I went for my photo degree at HCC and left there to go to Corcoran in 2001 but after 9/11 I said hell no and came back home. Graduated from HCC in 2002. Then in 2004 I started at Towson and got married, got sick many semesters, had multiple surgeries... blah blah. But since I started back at school last fall, I have done really well to bring my GPA up and I am damn proud. It's not easy working 40 hours, taking 3 classes and coming home to a place you dreaded. Thank god things aren't that way now and we are doing really well but bad then it was awful. I have hopes that this coming fall will be much better. I'll be in 3 classes again, working close to 40 hours but at least I look forward to seeing my hubby nowadays. The only thing that sucks is, we try to watch tv together and spend time together most nights and with homework, that won't be able to happen much. I'll find a happy medium somewhere because I cannot give that up. Worked too damn hard to get to this point in school and my marriage.

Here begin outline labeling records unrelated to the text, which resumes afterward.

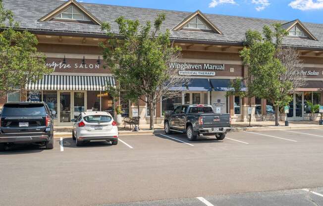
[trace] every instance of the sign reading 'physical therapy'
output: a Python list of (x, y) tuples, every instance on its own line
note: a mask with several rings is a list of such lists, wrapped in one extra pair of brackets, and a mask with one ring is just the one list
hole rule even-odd
[(215, 70), (224, 70), (224, 64), (172, 62), (172, 69), (180, 70), (178, 74), (186, 76), (215, 76)]

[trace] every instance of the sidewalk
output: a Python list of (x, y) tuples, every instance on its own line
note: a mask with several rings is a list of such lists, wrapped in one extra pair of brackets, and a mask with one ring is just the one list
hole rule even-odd
[[(275, 122), (272, 121), (264, 121), (252, 122), (251, 127), (249, 127), (249, 122), (235, 122), (232, 124), (233, 131), (265, 131), (265, 130), (280, 130), (285, 129), (323, 129), (323, 125), (319, 125), (318, 121), (290, 121), (289, 126), (285, 126), (284, 122), (279, 122), (280, 126), (274, 126)], [(149, 130), (149, 124), (141, 124), (139, 125), (140, 130), (139, 132), (133, 132), (130, 130), (129, 126), (123, 127), (123, 125), (118, 126), (120, 135), (132, 135), (139, 134), (157, 134), (163, 133), (163, 124), (155, 124), (154, 131)], [(133, 127), (132, 127), (132, 129)], [(54, 127), (54, 134), (56, 137), (69, 137), (71, 136), (71, 126), (59, 126)], [(322, 130), (323, 131), (323, 130)]]

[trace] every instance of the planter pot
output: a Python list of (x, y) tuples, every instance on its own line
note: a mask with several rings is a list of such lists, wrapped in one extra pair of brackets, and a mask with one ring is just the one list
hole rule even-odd
[(116, 117), (115, 118), (115, 121), (118, 123), (118, 125), (120, 125), (122, 123), (122, 117), (121, 117), (121, 114), (117, 114)]
[(279, 115), (279, 118), (280, 119), (280, 121), (284, 122), (286, 121), (286, 114), (280, 114)]

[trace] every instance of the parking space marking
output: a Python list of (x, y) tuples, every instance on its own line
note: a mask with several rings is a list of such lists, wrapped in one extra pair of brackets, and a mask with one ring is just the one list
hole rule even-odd
[(265, 134), (264, 134), (257, 133), (256, 133), (256, 132), (248, 132), (248, 131), (245, 131), (244, 132), (248, 132), (248, 133), (249, 133), (254, 134), (256, 134), (256, 135), (263, 135), (263, 136), (267, 136), (267, 137), (273, 137), (273, 138), (274, 138), (280, 139), (281, 139), (281, 140), (287, 140), (287, 141), (291, 141), (291, 142), (297, 142), (297, 141), (296, 141), (296, 140), (290, 140), (289, 139), (283, 138), (281, 138), (281, 137), (276, 137), (276, 136), (271, 136), (271, 135), (265, 135)]
[(284, 131), (285, 132), (293, 132), (294, 133), (297, 133), (297, 134), (301, 134), (302, 135), (314, 136), (314, 137), (323, 137), (323, 136), (322, 135), (314, 135), (313, 134), (305, 133), (304, 132), (295, 132), (295, 131), (289, 131), (289, 130), (281, 130), (281, 131)]
[(233, 140), (233, 141), (236, 141), (236, 142), (240, 142), (240, 143), (241, 143), (246, 144), (247, 144), (247, 145), (249, 145), (249, 143), (247, 143), (247, 142), (240, 141), (240, 140), (235, 140), (234, 139), (228, 138), (227, 138), (227, 137), (226, 137), (225, 139), (227, 139), (228, 140)]
[(174, 138), (171, 137), (170, 137), (170, 136), (168, 136), (168, 135), (162, 135), (162, 134), (161, 134), (161, 135), (162, 135), (162, 136), (163, 136), (164, 137), (167, 137), (167, 138), (171, 139), (173, 139), (173, 140), (176, 140), (176, 141), (178, 141), (178, 142), (181, 142), (181, 143), (185, 143), (185, 144), (186, 144), (186, 145), (190, 145), (190, 146), (194, 146), (194, 145), (193, 145), (191, 144), (188, 143), (187, 143), (187, 142), (186, 142), (182, 141), (181, 141), (181, 140), (179, 140), (179, 139), (178, 139)]
[(59, 141), (59, 145), (60, 145), (60, 152), (64, 151), (64, 146), (63, 143), (63, 138), (61, 137)]
[(129, 148), (130, 148), (130, 149), (133, 149), (133, 148), (132, 147), (130, 146), (130, 145), (129, 145), (127, 144), (127, 143), (126, 143), (124, 141), (123, 141), (120, 140), (120, 138), (118, 138), (118, 139), (119, 139), (119, 141), (120, 142), (122, 142), (122, 143), (123, 143), (123, 144), (124, 144), (125, 145), (126, 145), (128, 147), (129, 147)]
[(196, 198), (198, 200), (199, 200), (200, 201), (204, 203), (207, 206), (214, 206), (213, 204), (212, 204), (211, 203), (208, 201), (207, 200), (205, 200), (204, 198), (202, 198), (202, 197), (198, 197)]
[(317, 196), (320, 196), (320, 197), (322, 197), (323, 198), (323, 195), (322, 195), (322, 194), (320, 194), (320, 193), (317, 193), (316, 192), (312, 191), (310, 190), (309, 190), (308, 189), (306, 189), (306, 188), (302, 189), (302, 190), (304, 190), (304, 191), (306, 191), (306, 192), (309, 192), (309, 193), (311, 193), (314, 194), (314, 195), (317, 195)]

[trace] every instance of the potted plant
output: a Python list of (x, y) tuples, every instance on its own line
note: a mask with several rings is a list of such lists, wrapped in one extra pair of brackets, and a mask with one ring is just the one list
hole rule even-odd
[(121, 105), (118, 105), (115, 107), (115, 112), (116, 112), (116, 118), (115, 119), (115, 121), (118, 123), (118, 125), (120, 125), (122, 123), (122, 118), (121, 114), (123, 113), (121, 109)]
[(319, 111), (320, 108), (320, 104), (314, 104), (310, 101), (306, 101), (307, 106), (309, 107), (309, 109), (311, 112), (310, 115), (310, 120), (313, 121), (315, 120), (315, 113)]

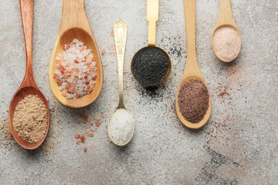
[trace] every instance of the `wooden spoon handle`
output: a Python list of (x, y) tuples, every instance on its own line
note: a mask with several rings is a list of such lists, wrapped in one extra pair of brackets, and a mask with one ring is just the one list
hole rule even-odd
[(25, 85), (35, 82), (33, 76), (32, 48), (33, 48), (33, 0), (20, 0), (20, 11), (23, 33), (24, 35), (26, 68), (25, 72)]
[(74, 27), (85, 28), (85, 30), (91, 30), (84, 0), (63, 0), (62, 21), (59, 33)]
[(156, 45), (156, 26), (158, 20), (159, 0), (147, 0), (147, 21), (149, 21), (149, 46)]
[(196, 18), (195, 0), (183, 0), (186, 26), (187, 62), (196, 60)]
[(231, 0), (220, 0), (220, 12), (218, 24), (228, 24), (234, 25), (233, 14), (231, 9)]

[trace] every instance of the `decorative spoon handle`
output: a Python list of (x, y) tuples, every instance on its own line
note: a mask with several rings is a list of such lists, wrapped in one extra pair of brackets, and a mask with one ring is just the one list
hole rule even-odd
[(117, 68), (119, 73), (119, 105), (118, 108), (124, 108), (123, 93), (123, 75), (124, 75), (124, 49), (126, 42), (126, 23), (119, 19), (114, 24), (115, 42), (116, 44)]
[(156, 45), (156, 24), (158, 20), (159, 0), (147, 0), (147, 21), (149, 21), (149, 46)]
[(33, 48), (33, 0), (20, 0), (20, 12), (23, 33), (24, 35), (26, 68), (24, 84), (27, 86), (35, 82), (33, 76), (32, 48)]

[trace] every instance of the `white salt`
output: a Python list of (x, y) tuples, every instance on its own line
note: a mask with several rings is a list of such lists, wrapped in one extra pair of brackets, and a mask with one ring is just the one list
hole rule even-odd
[(109, 124), (109, 133), (115, 143), (124, 145), (131, 140), (133, 133), (133, 119), (126, 110), (117, 109)]
[(235, 29), (222, 27), (214, 33), (213, 46), (218, 57), (231, 61), (238, 56), (240, 49), (240, 36)]

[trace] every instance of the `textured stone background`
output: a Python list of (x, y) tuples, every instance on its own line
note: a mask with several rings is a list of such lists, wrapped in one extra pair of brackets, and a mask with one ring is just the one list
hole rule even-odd
[[(85, 0), (87, 14), (102, 55), (104, 83), (90, 106), (71, 109), (57, 102), (48, 84), (48, 63), (59, 28), (62, 0), (34, 1), (35, 79), (51, 112), (51, 127), (35, 151), (6, 142), (0, 135), (0, 184), (275, 184), (278, 182), (278, 1), (233, 0), (242, 48), (231, 64), (214, 55), (211, 35), (219, 1), (197, 1), (197, 52), (212, 99), (212, 114), (198, 130), (183, 126), (174, 110), (174, 95), (186, 60), (183, 1), (161, 0), (156, 43), (170, 55), (172, 73), (152, 91), (132, 77), (133, 55), (147, 45), (145, 0)], [(117, 103), (117, 69), (113, 22), (128, 24), (124, 100), (136, 121), (132, 141), (115, 146), (107, 121)], [(0, 0), (0, 111), (6, 109), (25, 70), (25, 51), (19, 1)], [(225, 89), (227, 93), (223, 95)], [(223, 96), (221, 96), (223, 95)], [(74, 134), (85, 114), (98, 118), (95, 136), (77, 146)], [(83, 146), (88, 152), (83, 151)]]

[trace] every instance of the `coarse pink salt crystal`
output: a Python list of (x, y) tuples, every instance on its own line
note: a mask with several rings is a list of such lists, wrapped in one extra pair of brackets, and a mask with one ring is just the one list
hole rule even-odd
[(213, 47), (215, 55), (220, 59), (226, 61), (234, 60), (240, 49), (238, 32), (230, 27), (219, 28), (213, 34)]
[(95, 86), (97, 67), (92, 51), (75, 39), (56, 57), (54, 78), (61, 94), (76, 100), (90, 94)]

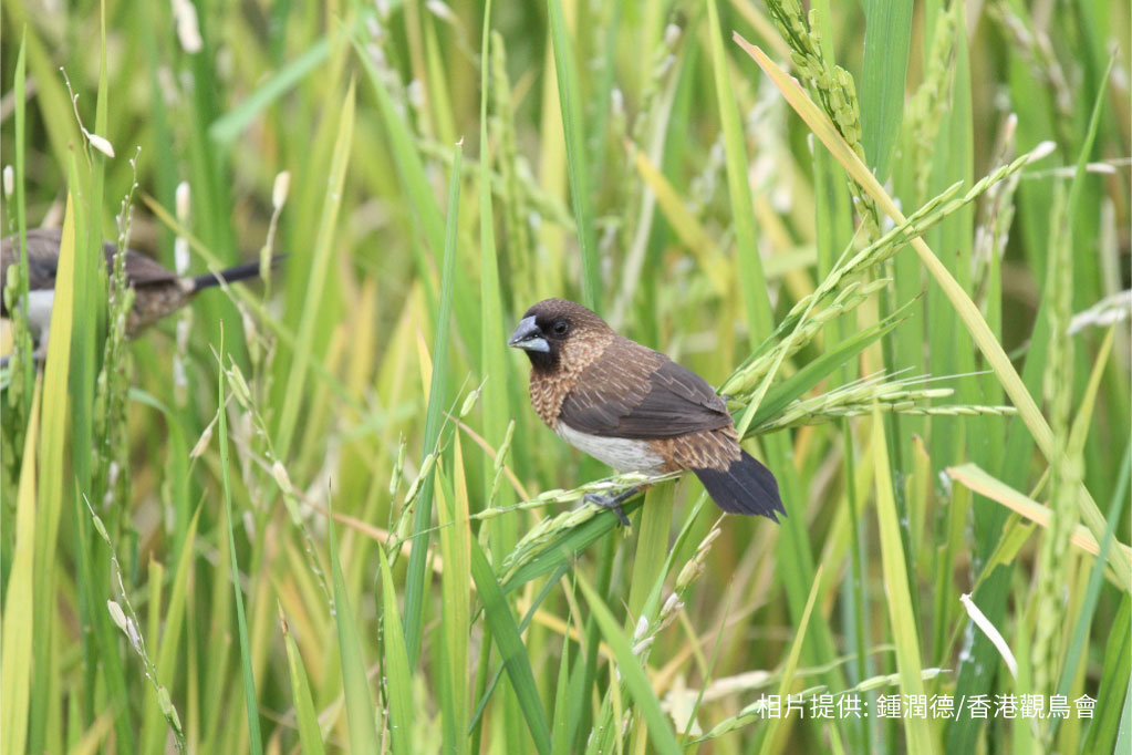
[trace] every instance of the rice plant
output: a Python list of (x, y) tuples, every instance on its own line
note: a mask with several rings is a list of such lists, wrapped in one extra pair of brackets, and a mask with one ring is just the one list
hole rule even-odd
[[(1126, 7), (0, 12), (0, 752), (1132, 747)], [(550, 297), (787, 517), (547, 429)]]

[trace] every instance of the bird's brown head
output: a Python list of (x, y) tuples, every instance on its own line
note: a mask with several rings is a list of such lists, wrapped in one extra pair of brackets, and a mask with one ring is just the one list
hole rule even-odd
[(614, 332), (606, 320), (566, 299), (543, 299), (526, 310), (507, 345), (522, 349), (537, 370), (552, 370), (565, 358), (603, 348)]

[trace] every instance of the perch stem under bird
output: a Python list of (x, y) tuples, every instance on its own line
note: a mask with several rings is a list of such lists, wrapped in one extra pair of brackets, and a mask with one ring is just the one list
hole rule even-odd
[[(774, 475), (739, 446), (727, 404), (698, 375), (565, 299), (526, 310), (508, 345), (531, 361), (534, 411), (575, 448), (618, 472), (691, 470), (731, 514), (786, 515)], [(627, 524), (620, 506), (636, 492), (585, 500)]]
[[(55, 298), (55, 272), (59, 267), (59, 229), (34, 229), (27, 232), (28, 301), (27, 325), (38, 343), (37, 353), (46, 352), (51, 310)], [(106, 267), (113, 268), (118, 246), (102, 244)], [(284, 255), (285, 256), (285, 255)], [(272, 258), (275, 266), (284, 256)], [(0, 241), (0, 292), (8, 283), (8, 269), (20, 258), (19, 234)], [(126, 320), (126, 335), (136, 336), (166, 315), (186, 306), (197, 293), (211, 286), (234, 283), (259, 274), (259, 263), (235, 265), (217, 273), (180, 276), (151, 257), (134, 249), (126, 250), (126, 281), (134, 289), (134, 307)], [(0, 315), (9, 317), (8, 306), (0, 297)]]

I really hope that people can see us from wherever they go after they die. I promised my uncle on his deathbed that I would get my art history degree for him. I just hope he is proud of me and can see i am almost there. He was a weird man but I loved him. We were a lot alike... totally stubborn, weird... he was a trip. He loved art, traveled all his life, was a very intellegant man. I didn't have enough time with him. He wasn't fond of pain in the ass kids or teenagers. He loved me and my cousins to death when we were little but when we got annoying, he we weren't his favs lol He was a bachelor all of his life. So we were like his kids in a way. He brought me the coolest stuff from all over the world. Dolls from France, books from England, a handmade rosary from Africa for my first communion. For his retirement, he did a pilgrimage where he walked the entire way from France to Santiago Compostella (a church) in Spain. So after graduation, I am taking a trip to Santiago Compostella to see the place that was so important to him. My plan is to fly to Italy and stay with a friend, then take a train to Madrid. Travel to Santiago C and then from there, fly to Ireland for a few days. It will be a trip well deserved and very close to my heart. Where i will get the money, I have no idea. I guess I better start going to my chair dance classes more so I can start making money at it LOL!! (totally kidding folks, no one would wanna see that!!!!) They'd pay me to stop! ha
Once I hit that button to submit the final classes, I got super nervous and have had a lot of anxiety today. Is it because it is the end? I have been so used to school. And now it's nearly over. Is it because I am "growing up"? I wish I knew why I felt this way. Then I think... do I really wanna have a baby? We talk about it a lot. Do I want to give up my freedom, my sleep, my somewhat normal life? And will be stop getting along so well? I know that's a huge stress on marriages. I have wanted to be a mom all my life but the more time goes by, I just don't know. I guess everything is hitting the surface these days. Looking at life with kids, changing careers, having to get health insurance which no one will give me, buying a house some day... etc. Is all this normal? I would think so but what is normal for me?
All i know is, I feel better now that I got this off my chest.